Cassandra is a distributed database system and it runs on multiple nodes at once. The nodes use a peer-to-peer communication protocol to exchange any information.
Some key points regarding Cassandra architecture/functioning:
- Table rows are stored in tables, each with a mandatory primary key
- Data gets first written to log file for durability and then somewhat similar to RDBMS databases, write the data to cache and when cache is full it write the data finally to disk
- Automatically partition the data and replicate it.
- At regular interval, it compacts the data in the database
- Cluster nodes are chosen randomly to fetch the data as per client need
Some of the key high level structures/concepts of Cassandra are:
NODE: All data gets stored in Nodes. A node is essentially a server machine. You can have one node in Cassandra (for basic demo/testing) or can have multiple nodes. In real life situation, multiple nodes are used.

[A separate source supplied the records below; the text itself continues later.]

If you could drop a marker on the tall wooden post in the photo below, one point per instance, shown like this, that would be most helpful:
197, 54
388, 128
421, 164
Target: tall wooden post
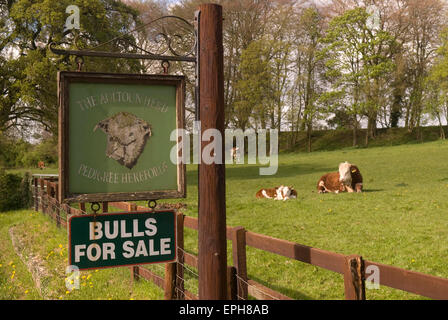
212, 247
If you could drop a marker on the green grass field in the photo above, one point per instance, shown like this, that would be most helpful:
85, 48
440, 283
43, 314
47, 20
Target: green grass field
401, 220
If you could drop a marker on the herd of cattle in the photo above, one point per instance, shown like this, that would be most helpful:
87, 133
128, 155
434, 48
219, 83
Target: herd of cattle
347, 179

DATACENTER: Not to be confused with the actual data center that normal people think. It is a SET OF NODES that you configure as a group for replication proposes. In real life Cassandra implementation, there will be many Cassandra datacenters (replication groups) which will be interconnected and will be replicating data continuously.
CLUSTER: It is bigger than Datacenter and is super set of Datacenter. It is a set of one or more datacenters and can span across multiple locations.

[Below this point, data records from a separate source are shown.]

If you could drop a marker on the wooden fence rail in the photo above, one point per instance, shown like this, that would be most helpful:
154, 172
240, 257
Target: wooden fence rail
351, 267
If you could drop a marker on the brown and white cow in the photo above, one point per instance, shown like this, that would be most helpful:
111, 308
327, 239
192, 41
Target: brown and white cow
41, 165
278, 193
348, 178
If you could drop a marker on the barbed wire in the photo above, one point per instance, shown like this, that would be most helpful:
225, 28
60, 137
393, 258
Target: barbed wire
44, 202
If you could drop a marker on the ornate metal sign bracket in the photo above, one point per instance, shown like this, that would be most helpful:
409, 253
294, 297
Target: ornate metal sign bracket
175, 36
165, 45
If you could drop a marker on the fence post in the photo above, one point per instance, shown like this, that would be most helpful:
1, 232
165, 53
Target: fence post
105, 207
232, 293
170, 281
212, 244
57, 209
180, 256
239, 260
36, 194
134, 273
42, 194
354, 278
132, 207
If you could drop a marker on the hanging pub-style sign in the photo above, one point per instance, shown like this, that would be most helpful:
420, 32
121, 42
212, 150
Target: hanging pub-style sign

COMMIT LOG: These are secure recovery mechanism for the incoming data. A commit log is memory location where Cassandra writes the incoming data for durability
MEMTABLES: After data is written to Commit logs, it is next written to memtables, which are data structures that live only in memory.
SSTABLE: Memtables are finally get written to SSTables once the memtables reach a threshold value
CQL TABLE: We query CQL table to retrieve data from a Cassandra database. It is a set of ordered columns fetched by table row.
KEYSPACE: Logical entity to group a set of tables, usually belonging to a single application. Logically similar to concept of schema in RDBMS.
PEERS: All nodes in a Cassandra cluster are known as peers. A client’s request can go randomly to any of the nodes(peers) in a cluster.
COORDINATOR: The first peer which will get the client request will take the role of coordinator. So it is kind of proxy between client and the Nodes (Peers).
GOSSIP: As term suggests, this is communication mechanism between the nodes. Nodes talk and get information on location and state of nodes
COMPACTION: Cassandra periodically consolidates data stored in tables in data files and this is known as compaction. It finds most up-to-date row source, writes it to SSTable and let the old /obsolete row marked for deletion. After all pending reads are completed then it goes on deleting those obsolete data.
PARTITIONER: This determines which nodes receive the first copy of data chunk and how it should distribute it to the rest of nodes.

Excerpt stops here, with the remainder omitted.